La question qui se pose est la suivante : les usagers sont-ils tous d’accord pour partager l’intégralité de leurs données de santé avec l’entité désignée par le terme « équipe de soin » ? Ce terme désigne, selon l’article L‧1110-12 du Code de La Santé l’ensemble des professionnels de santé qui participent à la prise en charge d’un même patient, depuis le diagnostic jusqu’au soulagement de la douleur, en passant par le soin et la rééducation.
Cela correspond donc au médecin traitant, aux soignants exerçant dans un même établissement de santé (hôpital, clinique, communautés professionnelles territoriales de santé (CPTS)…), aux médecins spécialistes consultés par le patient ainsi qu’aux professionnels paramédicaux (kinésithérapeute, infirmier) et aux soignants participant par exemple à une prise en charge en urgence.
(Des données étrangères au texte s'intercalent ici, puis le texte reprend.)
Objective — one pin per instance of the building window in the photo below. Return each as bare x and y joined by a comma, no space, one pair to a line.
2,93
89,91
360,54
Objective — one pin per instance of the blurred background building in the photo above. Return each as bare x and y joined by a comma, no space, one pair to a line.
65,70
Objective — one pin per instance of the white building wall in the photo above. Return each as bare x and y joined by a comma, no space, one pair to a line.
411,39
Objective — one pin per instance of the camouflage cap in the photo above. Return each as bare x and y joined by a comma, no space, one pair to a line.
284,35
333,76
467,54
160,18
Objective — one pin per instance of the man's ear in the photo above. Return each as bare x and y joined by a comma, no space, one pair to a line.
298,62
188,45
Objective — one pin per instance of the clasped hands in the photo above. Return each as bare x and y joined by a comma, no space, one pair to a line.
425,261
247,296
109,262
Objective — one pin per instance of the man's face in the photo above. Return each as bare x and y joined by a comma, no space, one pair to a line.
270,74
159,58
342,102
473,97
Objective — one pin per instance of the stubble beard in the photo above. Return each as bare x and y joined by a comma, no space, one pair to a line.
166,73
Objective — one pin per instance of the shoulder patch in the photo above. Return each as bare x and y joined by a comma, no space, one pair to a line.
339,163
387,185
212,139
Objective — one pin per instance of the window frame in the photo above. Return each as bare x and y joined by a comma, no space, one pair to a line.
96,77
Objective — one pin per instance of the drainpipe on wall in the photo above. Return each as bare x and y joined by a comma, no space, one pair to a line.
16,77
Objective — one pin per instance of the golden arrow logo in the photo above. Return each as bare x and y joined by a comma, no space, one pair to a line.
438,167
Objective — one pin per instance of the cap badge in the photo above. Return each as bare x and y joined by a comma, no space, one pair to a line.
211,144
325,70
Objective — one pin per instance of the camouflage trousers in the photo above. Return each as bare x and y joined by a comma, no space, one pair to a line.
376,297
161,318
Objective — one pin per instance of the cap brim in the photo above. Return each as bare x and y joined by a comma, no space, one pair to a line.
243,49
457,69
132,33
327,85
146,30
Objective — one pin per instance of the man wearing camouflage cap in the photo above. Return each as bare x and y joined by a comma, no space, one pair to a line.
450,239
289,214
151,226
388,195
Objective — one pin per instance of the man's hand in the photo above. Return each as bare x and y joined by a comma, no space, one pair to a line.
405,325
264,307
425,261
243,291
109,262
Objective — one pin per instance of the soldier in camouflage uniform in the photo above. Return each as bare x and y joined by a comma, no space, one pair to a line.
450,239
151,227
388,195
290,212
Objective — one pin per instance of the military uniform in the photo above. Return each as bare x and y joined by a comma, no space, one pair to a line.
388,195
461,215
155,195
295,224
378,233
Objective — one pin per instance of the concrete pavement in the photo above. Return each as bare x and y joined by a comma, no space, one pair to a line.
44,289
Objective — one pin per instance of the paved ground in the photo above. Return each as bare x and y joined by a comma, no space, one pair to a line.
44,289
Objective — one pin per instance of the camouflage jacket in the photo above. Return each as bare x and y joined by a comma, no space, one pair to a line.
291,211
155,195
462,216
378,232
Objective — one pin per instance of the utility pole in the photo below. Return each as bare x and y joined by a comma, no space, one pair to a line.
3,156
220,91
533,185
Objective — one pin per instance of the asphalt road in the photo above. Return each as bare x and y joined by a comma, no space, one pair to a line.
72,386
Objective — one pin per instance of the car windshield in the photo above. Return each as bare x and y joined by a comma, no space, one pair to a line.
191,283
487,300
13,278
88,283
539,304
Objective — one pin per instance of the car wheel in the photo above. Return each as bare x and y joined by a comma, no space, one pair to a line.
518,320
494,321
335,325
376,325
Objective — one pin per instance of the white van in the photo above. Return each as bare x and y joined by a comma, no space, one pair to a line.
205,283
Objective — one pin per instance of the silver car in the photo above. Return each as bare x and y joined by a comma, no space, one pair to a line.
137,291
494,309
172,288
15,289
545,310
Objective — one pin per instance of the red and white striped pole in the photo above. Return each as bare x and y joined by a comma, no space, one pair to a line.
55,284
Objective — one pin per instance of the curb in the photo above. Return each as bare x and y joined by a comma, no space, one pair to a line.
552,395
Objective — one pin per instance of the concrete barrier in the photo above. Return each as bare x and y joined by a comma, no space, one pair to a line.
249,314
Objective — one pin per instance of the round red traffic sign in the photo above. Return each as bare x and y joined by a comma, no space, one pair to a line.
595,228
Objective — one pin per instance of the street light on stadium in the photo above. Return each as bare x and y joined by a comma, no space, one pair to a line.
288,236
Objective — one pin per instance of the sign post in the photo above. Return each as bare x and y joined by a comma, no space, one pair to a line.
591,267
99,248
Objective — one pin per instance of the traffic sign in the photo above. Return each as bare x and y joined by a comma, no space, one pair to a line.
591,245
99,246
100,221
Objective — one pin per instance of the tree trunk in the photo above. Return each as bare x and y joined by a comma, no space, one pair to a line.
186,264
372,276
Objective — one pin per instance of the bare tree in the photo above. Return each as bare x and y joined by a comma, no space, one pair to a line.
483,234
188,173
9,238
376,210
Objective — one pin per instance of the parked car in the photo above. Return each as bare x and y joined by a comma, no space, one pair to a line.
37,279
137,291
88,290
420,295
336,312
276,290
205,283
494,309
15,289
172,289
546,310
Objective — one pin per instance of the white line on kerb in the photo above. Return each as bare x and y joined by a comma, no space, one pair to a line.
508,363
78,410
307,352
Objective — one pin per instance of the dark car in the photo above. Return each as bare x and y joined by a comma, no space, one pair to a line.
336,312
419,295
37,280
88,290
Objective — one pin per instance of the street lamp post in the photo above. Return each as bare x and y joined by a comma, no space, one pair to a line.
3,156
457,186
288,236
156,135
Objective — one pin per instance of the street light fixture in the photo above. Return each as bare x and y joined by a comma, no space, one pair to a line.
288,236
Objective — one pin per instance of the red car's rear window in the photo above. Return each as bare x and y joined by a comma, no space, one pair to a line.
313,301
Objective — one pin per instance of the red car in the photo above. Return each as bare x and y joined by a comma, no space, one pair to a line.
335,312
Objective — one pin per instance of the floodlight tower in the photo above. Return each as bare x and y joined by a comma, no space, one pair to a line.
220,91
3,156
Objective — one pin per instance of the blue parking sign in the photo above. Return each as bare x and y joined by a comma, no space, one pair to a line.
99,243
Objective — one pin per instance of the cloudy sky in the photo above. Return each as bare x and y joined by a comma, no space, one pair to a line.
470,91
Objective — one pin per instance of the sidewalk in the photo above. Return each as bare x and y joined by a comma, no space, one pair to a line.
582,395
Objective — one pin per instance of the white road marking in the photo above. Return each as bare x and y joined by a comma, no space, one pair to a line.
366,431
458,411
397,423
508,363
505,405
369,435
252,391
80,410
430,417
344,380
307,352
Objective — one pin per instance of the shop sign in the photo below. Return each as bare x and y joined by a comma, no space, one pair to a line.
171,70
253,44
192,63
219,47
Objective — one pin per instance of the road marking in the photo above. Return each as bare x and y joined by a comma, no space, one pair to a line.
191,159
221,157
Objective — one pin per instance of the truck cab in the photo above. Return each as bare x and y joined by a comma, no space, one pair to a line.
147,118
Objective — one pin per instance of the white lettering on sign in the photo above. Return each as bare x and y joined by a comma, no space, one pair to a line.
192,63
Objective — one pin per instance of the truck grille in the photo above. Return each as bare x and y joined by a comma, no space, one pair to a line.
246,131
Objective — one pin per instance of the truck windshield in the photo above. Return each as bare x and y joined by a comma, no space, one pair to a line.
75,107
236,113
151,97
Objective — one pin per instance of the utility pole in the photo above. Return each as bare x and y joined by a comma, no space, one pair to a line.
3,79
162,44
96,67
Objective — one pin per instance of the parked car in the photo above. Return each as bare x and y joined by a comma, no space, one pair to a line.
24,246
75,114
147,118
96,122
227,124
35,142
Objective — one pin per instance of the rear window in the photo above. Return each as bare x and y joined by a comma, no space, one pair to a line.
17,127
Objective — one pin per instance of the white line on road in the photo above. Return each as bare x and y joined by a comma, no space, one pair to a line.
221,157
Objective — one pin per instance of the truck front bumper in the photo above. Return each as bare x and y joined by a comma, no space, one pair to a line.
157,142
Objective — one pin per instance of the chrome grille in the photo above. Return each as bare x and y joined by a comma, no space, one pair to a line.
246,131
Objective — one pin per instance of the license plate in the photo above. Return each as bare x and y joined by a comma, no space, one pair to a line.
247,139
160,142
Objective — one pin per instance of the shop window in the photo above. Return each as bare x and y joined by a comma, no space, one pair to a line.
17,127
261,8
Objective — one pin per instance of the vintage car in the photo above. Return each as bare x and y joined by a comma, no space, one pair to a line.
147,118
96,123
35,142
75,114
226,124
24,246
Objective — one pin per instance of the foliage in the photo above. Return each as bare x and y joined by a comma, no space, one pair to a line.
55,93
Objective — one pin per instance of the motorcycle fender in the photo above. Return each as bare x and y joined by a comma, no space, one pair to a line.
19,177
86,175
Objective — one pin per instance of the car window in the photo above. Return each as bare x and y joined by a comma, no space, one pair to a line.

Maître Mina Petkovka, avocate à la cour explique que l’article L. 1110-4 du Code de la Santé Publique prévoit que le consentement du patient est supposé accordé pour les professionnels participant à cette équipe de soins. « Ils n’ont donc pas l’obligation de lui demander au préalable son consentement pour assurer sa prise en charge ». L’avocate précise cependant que le patient a toujours la possibilité de retirer son consentement. Ce droit d’opposition peut être exercé à tout moment.
Le risque des discriminations au soin
Pour Stuart Pluen-Calvo, masterant en Santé Publique et militant à l’association Acceptess-T, l’espace santé présente certains risques notamment pour la sécurité des personnes trans ou séropositives : « Les personnes trans, tout comme par exemple les personnes séropositives, risquent d’être outées lors de soins et de subir de la transphobie ou de la sérophobie médicales. Sachant que 15 % des personnes trans ont connu un refus de soin uniquement parce qu’elles sont trans, c’est pour le moins alarmant. »
Rappelons-le une dernière fois, le consentement au partage des données de santé avec une « équipe de soin » peut être retiré à tout moment. Il est également possible de demander à son médecin traitant de masquer (sans supprimer) certaines informations aux yeux d’autres soignants que lui-même. Une dernière option est de s’opposer purement et simplement à la création de son « Espace santé », en transmettant une demande en ligne de refus d’affiliation, dans un délai de six semaines après la réception du courriel de l’Assurance Maladie notifiant de la création de l’espace. Mais pour exercer ses options, encore faut-il savoir qu’elles existent.